Valor econômico, v.20, n.4854, 09/10/2019. Opinião, p. A10

 

Brasil ainda está muito longe da liberalização do câmbio 

09/10/2019

 

 

O projeto de liberalização cambial a ser encaminhado pelo Banco Central e Ministério da Economia ao Congresso é tão ambicioso a ponto de parecer irreal. Com a intenção secundária, embora importante, de livrar-se de entulhos burocráticos, ele explicita um objetivo muito polêmico na teoria e na prática: a livre movimentação de capitais. Seu artigo 2 é claro: “As operações no mercado de câmbio podem ser realizadas livremente, sem limitação de valor” a partir de sua aprovação, desde que feitas de acordo com a lei e segundo os regulamentos do Banco Central. Na prática, define limites do que poderá ser a política econômica não só do atual governo como dos futuros.

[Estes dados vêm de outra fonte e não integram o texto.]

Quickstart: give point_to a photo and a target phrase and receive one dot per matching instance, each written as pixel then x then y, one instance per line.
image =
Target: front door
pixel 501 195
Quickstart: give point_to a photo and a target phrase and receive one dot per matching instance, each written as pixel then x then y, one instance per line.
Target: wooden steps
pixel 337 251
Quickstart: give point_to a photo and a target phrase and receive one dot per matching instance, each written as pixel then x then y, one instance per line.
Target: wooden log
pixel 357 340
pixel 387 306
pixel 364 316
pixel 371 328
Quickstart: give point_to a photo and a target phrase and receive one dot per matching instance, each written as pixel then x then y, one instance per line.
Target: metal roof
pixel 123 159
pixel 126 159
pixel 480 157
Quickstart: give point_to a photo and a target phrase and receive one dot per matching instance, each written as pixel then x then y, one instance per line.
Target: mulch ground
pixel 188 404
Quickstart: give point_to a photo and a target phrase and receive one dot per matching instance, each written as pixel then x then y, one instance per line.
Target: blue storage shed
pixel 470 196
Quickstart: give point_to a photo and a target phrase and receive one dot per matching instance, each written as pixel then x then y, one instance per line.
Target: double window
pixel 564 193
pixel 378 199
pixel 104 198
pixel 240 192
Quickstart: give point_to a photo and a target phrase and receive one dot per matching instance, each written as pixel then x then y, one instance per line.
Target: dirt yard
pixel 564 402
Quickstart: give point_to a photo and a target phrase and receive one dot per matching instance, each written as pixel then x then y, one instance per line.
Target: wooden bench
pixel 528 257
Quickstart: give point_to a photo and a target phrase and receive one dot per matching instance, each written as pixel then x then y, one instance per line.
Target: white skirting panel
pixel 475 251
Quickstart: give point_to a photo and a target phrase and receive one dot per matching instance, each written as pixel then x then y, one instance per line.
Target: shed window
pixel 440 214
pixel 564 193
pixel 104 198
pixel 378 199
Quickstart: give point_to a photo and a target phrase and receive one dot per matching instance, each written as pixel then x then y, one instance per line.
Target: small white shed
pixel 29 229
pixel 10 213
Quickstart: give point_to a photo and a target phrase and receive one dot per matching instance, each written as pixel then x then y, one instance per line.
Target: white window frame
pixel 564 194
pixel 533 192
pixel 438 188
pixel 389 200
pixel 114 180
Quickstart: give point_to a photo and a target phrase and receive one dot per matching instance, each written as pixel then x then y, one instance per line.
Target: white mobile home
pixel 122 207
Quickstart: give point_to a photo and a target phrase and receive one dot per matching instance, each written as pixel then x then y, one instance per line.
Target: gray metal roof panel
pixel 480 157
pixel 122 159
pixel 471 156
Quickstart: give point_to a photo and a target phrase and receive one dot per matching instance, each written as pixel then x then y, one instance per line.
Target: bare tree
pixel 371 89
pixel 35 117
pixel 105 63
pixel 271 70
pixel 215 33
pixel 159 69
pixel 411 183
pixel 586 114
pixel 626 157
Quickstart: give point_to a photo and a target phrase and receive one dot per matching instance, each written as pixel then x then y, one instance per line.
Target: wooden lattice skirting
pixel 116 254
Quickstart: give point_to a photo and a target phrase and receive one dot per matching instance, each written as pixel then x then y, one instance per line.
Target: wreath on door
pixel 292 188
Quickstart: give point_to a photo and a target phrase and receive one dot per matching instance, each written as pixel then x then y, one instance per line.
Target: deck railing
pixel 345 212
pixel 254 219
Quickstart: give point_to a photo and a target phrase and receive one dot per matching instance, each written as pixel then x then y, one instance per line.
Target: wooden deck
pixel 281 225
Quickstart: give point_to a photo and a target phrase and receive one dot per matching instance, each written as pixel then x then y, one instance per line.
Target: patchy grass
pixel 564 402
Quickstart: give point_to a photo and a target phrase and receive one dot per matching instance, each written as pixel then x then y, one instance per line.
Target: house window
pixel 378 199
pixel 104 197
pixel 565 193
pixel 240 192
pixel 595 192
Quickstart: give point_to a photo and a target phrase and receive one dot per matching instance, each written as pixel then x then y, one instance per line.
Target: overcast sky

Há a óbvia necessidade de modernizar a legislação cambial atual, dezenas de artigos espalhados por um labirinto de dispositivos legais, alguns deles do início do século XX. Mas a meta final que dá a direção dos passos intermediários é pôr fim ao curso forçado do real, algo que livrou o Brasil de encrencas maiores do que as que enfrentou até agora.

O projeto dispõe que a livre movimentação de capitais está em linha com o que fazem as economias avançadas e as principais economias emergentes, ignorando o exemplo mais importante, que é o da China, segunda maior economia do mundo, e das dinâmicas economias asiáticas, que encontraram formas mais eficientes de adaptação ao mundo globalizado do que a pretensão de tornar conversíveis suas moedas. O Brasil está longe de possuir as condições econômicas que permitam essa abertura. A promessa de que a liberalização será feita com “prudência” tem de ser vista com algum ceticismo. As diretorias do Banco Central mudam, assim como seus graus de sensatez, mas as leis ficam.

O Brasil não é sequer grau de investimento para poder dar passos iniciais nesta direção. Continua enredado em uma terrível armadilha fiscal, sua economia continua basicamente instável - foi do quase paraíso em 2010 ao inferno em 2014, início da maior recessão da história - e não têm forças para sustentar crescimento razoável por um par de anos.

A livre movimentação de capitais tem de ser vista de forma pragmática, não ideológica. Pode funcionar ou não, dependendo de uma série de características históricas, políticas e econômicas. A China chegou ao que é fazendo o contrário do que prega o anteprojeto do BC. Ela não tem a menor intenção de liberar a conta de capitais em breve, se é que algum dia o fará. A experiência latino-americana também é mais negativa que positiva sobre este ponto.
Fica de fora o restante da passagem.